Here are some key areas to consider:
- Deductibles and co-pays
- Provider networks
- Prescription drug coverage
- Mental health and substance abuse treatment
- Maternity services (theoretically)
The first thing to consider is whether your plan will cover the treatments you need. Although many plans have broad provider networks, some are limited, which can make finding specialists difficult. If you have a chronic illness that requires frequent visits with specialists, this could be a real problem.
Your prescription drug coverage is another important consideration. Many insurers offer only a basic plan that doesn’t include brand-name drugs, leaving patients with no choice but to pay full price for their medication or go without it entirely.
Consider a Health Savings Account (HSA)
If you’re interested in saving money on your health care costs, then Health Savings Accounts (HSAs) are the way to go.

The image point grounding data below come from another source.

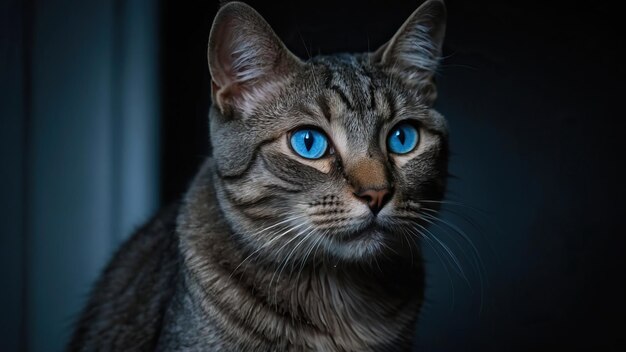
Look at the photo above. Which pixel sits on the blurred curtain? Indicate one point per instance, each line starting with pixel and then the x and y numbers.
pixel 79 153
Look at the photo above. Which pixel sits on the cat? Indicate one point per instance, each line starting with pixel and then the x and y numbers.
pixel 301 231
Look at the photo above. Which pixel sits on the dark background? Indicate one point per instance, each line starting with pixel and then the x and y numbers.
pixel 533 97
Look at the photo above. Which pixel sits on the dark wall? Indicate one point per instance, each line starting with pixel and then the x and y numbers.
pixel 532 95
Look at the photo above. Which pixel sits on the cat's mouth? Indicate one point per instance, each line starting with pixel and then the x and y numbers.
pixel 371 229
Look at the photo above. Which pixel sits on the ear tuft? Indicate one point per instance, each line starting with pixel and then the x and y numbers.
pixel 415 49
pixel 246 59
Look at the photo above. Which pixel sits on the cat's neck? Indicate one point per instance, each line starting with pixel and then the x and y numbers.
pixel 326 305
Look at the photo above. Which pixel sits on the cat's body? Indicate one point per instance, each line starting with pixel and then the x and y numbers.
pixel 276 249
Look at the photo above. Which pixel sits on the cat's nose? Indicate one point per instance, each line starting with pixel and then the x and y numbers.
pixel 375 198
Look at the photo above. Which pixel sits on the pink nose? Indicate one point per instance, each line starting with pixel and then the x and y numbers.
pixel 375 198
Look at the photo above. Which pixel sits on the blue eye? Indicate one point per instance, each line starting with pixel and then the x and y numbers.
pixel 403 138
pixel 309 143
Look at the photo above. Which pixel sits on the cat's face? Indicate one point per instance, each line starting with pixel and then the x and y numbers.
pixel 335 156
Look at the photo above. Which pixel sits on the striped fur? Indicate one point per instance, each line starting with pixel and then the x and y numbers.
pixel 275 252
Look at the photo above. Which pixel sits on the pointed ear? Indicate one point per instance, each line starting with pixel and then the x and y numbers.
pixel 415 50
pixel 247 61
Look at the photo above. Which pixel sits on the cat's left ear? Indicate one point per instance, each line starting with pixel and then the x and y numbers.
pixel 415 50
pixel 246 58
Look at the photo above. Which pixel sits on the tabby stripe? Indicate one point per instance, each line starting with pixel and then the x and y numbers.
pixel 391 102
pixel 282 189
pixel 321 100
pixel 343 96
pixel 280 177
pixel 371 87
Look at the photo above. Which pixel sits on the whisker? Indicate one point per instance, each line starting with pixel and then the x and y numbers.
pixel 477 258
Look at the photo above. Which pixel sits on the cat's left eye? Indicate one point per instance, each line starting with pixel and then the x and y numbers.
pixel 403 138
pixel 309 143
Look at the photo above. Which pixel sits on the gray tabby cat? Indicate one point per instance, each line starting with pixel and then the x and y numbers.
pixel 300 233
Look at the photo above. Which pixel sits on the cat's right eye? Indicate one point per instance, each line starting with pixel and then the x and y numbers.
pixel 309 143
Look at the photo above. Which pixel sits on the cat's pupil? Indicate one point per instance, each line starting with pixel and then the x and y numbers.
pixel 308 140
pixel 401 136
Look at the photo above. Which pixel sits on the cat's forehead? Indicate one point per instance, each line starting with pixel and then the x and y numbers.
pixel 351 91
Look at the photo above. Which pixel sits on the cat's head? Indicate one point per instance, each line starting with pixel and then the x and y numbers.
pixel 335 156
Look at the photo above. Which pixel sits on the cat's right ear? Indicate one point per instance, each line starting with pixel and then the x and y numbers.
pixel 247 61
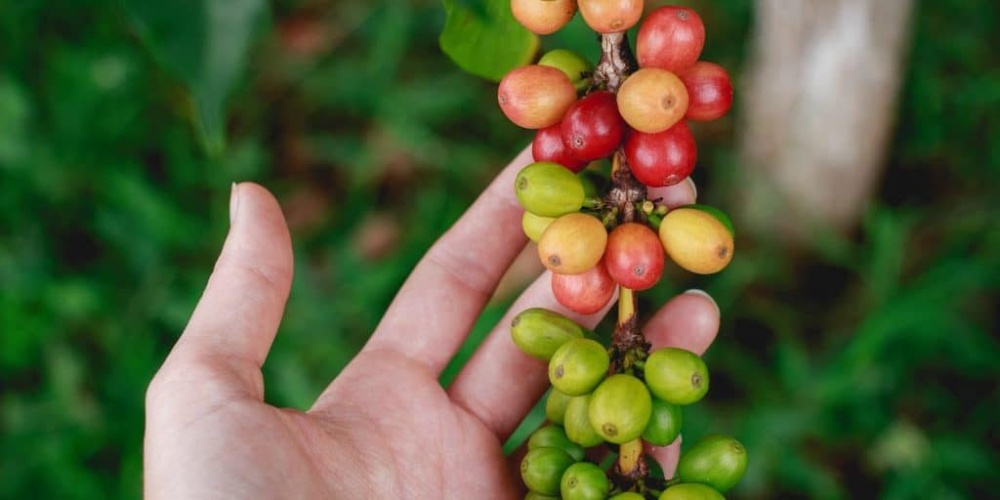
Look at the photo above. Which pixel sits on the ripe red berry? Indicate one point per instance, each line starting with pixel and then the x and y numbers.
pixel 710 92
pixel 584 293
pixel 549 146
pixel 652 100
pixel 670 38
pixel 611 16
pixel 535 96
pixel 592 128
pixel 664 158
pixel 543 16
pixel 634 256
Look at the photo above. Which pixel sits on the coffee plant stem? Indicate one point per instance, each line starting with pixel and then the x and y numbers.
pixel 630 468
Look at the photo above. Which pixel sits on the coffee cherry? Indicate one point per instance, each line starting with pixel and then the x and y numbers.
pixel 543 17
pixel 576 67
pixel 670 38
pixel 549 146
pixel 539 332
pixel 548 189
pixel 542 469
pixel 533 495
pixel 586 292
pixel 620 408
pixel 553 436
pixel 572 244
pixel 578 366
pixel 652 100
pixel 628 495
pixel 690 491
pixel 576 421
pixel 610 16
pixel 696 241
pixel 584 481
pixel 634 256
pixel 664 423
pixel 710 92
pixel 592 128
pixel 534 225
pixel 715 460
pixel 664 158
pixel 535 96
pixel 718 214
pixel 676 375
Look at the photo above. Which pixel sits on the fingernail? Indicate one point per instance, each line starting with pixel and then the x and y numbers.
pixel 694 189
pixel 234 203
pixel 695 291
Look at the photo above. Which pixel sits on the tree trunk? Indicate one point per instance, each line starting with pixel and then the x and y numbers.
pixel 818 106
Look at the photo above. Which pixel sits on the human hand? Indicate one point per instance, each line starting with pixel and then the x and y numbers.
pixel 384 427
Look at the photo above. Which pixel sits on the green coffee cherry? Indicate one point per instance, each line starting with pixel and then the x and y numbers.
pixel 691 491
pixel 578 366
pixel 584 481
pixel 664 423
pixel 576 67
pixel 553 436
pixel 628 495
pixel 542 469
pixel 549 189
pixel 620 408
pixel 716 460
pixel 676 375
pixel 577 423
pixel 538 332
pixel 555 406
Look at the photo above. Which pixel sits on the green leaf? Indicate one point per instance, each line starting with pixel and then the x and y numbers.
pixel 487 41
pixel 205 43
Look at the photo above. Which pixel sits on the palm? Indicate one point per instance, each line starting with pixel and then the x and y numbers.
pixel 384 427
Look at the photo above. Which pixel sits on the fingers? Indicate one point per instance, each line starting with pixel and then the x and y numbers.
pixel 441 300
pixel 689 321
pixel 234 324
pixel 682 193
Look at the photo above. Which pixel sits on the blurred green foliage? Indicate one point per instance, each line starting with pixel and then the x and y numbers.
pixel 864 364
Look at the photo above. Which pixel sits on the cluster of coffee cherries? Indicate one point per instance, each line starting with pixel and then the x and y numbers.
pixel 580 125
pixel 588 409
pixel 597 231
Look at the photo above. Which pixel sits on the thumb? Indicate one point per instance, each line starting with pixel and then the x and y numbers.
pixel 234 324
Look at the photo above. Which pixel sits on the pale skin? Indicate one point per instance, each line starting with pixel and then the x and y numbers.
pixel 384 427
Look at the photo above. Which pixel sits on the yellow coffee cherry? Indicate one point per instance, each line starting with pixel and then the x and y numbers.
pixel 696 241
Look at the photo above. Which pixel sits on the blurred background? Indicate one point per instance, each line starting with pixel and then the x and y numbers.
pixel 858 353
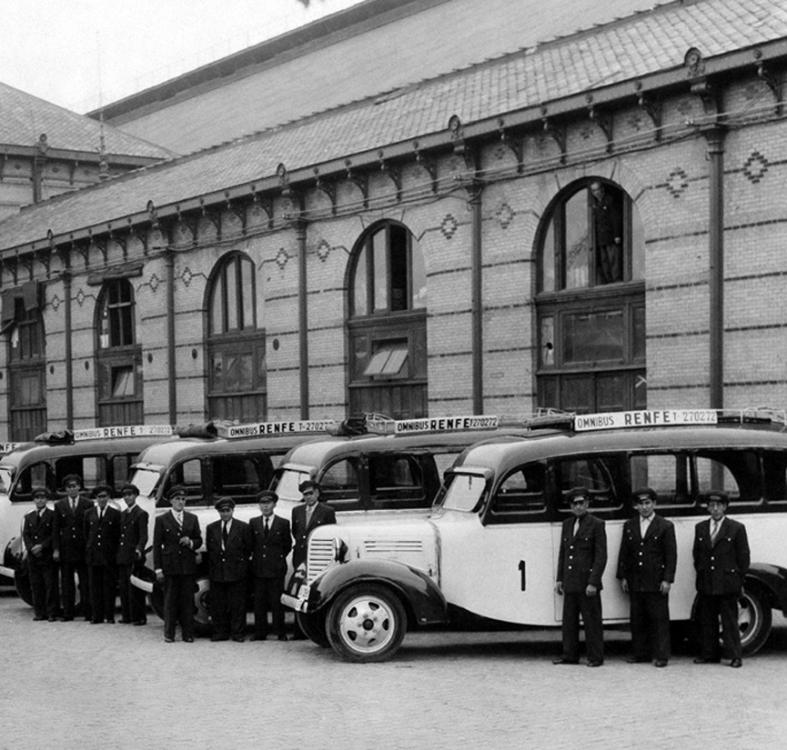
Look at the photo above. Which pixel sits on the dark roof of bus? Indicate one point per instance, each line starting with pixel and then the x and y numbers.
pixel 162 454
pixel 538 445
pixel 317 452
pixel 31 452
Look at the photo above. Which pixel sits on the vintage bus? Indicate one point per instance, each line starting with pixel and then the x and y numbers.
pixel 488 552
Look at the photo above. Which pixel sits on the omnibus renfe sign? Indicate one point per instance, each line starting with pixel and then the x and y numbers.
pixel 614 420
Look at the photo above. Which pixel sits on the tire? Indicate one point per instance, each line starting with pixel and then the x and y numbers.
pixel 754 619
pixel 313 627
pixel 366 623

These are government-sponsored tax-advantaged savings accounts that allow you to put money away for future medical expenses.
You can use this money for copayments and deductibles, as well as prescriptions and other out-of-pocket costs associated with doctor visits and tests.
The best part about HSAs is that they come with some fantastic tax benefits: If your employer offers an HSA as one of their employee benefits packages, they’ll contribute up to $3,500 per year into your account—or even more if you elect a higher deductible plan (that is, the one where you have to pay more out of pocket before coverage kicks in).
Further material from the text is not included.